After the visit passed without incident and no additional requests were made by the Red Cross, the group of Czech Jews who had been kept in holding were in immediate danger of death. (Those who had participated in the staged propaganda skit put out by the Nazis at Theresienstadt were immediately sent to their deaths.) Ringel’s mother was gassed at Auschwitz, along with most of the members of an earlier transport of Czech Jews sent to the death camp.

In all, more than 150,000 Jews passed through Theresienstadt before it was liberated in May 1945; nearly 90,000 were deported and murdered and over 35,000 perished in the disease-ridden, squalid conditions of the ghetto.

“We never spoke about coming home,” Ester Ringel recounted. “We saw the smoke from the chimneys [of the gas chambers at Auschwitz] and never thought we would survive.”

Fate intervenes

As fate would have it, and with the Russians closing in from the East, Ester Ringel and the Polakovas were sent by train from Auschwitz to the Stutthof concentration camp, where the now orphaned Ringel would finally meet the Polakovas and be taken, along with some other parentless girls, under the care of Helena Polakova.

Surviving a death march, hunger and inclement weather, the family would survive the war, moving from camp to camp until their liberation by Russian soldiers in 1945, who the girls saw as angels.  

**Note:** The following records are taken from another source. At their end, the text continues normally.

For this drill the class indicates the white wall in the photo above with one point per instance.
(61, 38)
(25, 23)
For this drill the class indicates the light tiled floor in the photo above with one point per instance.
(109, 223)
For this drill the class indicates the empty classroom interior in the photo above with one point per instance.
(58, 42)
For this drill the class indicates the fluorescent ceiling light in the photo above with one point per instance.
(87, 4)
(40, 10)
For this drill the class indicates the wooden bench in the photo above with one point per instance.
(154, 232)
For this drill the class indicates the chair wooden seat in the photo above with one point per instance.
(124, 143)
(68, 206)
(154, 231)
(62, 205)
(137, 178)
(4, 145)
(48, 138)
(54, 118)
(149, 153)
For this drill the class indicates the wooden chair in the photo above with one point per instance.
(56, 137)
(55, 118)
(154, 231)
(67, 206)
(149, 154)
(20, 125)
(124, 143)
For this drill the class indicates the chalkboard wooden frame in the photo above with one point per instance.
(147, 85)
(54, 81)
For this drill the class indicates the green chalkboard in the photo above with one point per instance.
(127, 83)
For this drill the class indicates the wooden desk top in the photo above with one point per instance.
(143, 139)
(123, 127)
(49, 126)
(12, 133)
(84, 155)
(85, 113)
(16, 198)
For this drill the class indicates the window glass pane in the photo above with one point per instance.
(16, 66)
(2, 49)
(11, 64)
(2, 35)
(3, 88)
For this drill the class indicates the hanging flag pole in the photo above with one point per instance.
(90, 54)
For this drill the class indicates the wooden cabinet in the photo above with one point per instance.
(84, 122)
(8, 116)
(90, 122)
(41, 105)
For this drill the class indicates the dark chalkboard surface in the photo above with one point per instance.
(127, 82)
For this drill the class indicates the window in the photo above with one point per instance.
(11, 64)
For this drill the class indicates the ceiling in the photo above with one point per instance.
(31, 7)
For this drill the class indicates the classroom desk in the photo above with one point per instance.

Ringel, who immigrated to Israel after the war in the footsteps of her brother, and Eva Polakova became best friends, and remained so until Eva’s death last year.

Ester Ringel and Eva Polakova in Israel in 2016. Credit: Courtesy.

Ringel recounted that a cousin had recommended that she immigrate to America but that it was Helena Polakova who encouraged her to come to Israel to be near her brother.

After nearly half a century, the two childhood friends were reunited in Israel in 1990 when Prague restored ties with Israel that had been cut off by the Communist regime in the wake of the 1967 Six-Day War. Eva Polakova had accompanied the presidential visit to the Jewish state.

Closing a circle

For Terezin Memorial Director Roubinek, who remained in touch with his “Israeli family” through the years, his position is the closing of a circle.

Ester Ringel and Jan Roubinek at the Czech embassy in Tel Aviv, Israel, June 2024. Credit: Courtesy.

“It is my dream job doing this for a living,” he told JNS, noting that his grandmother had been proud of him when he started working at the memorial camp just outside of Prague. “In the memory of all those who didn’t make it.”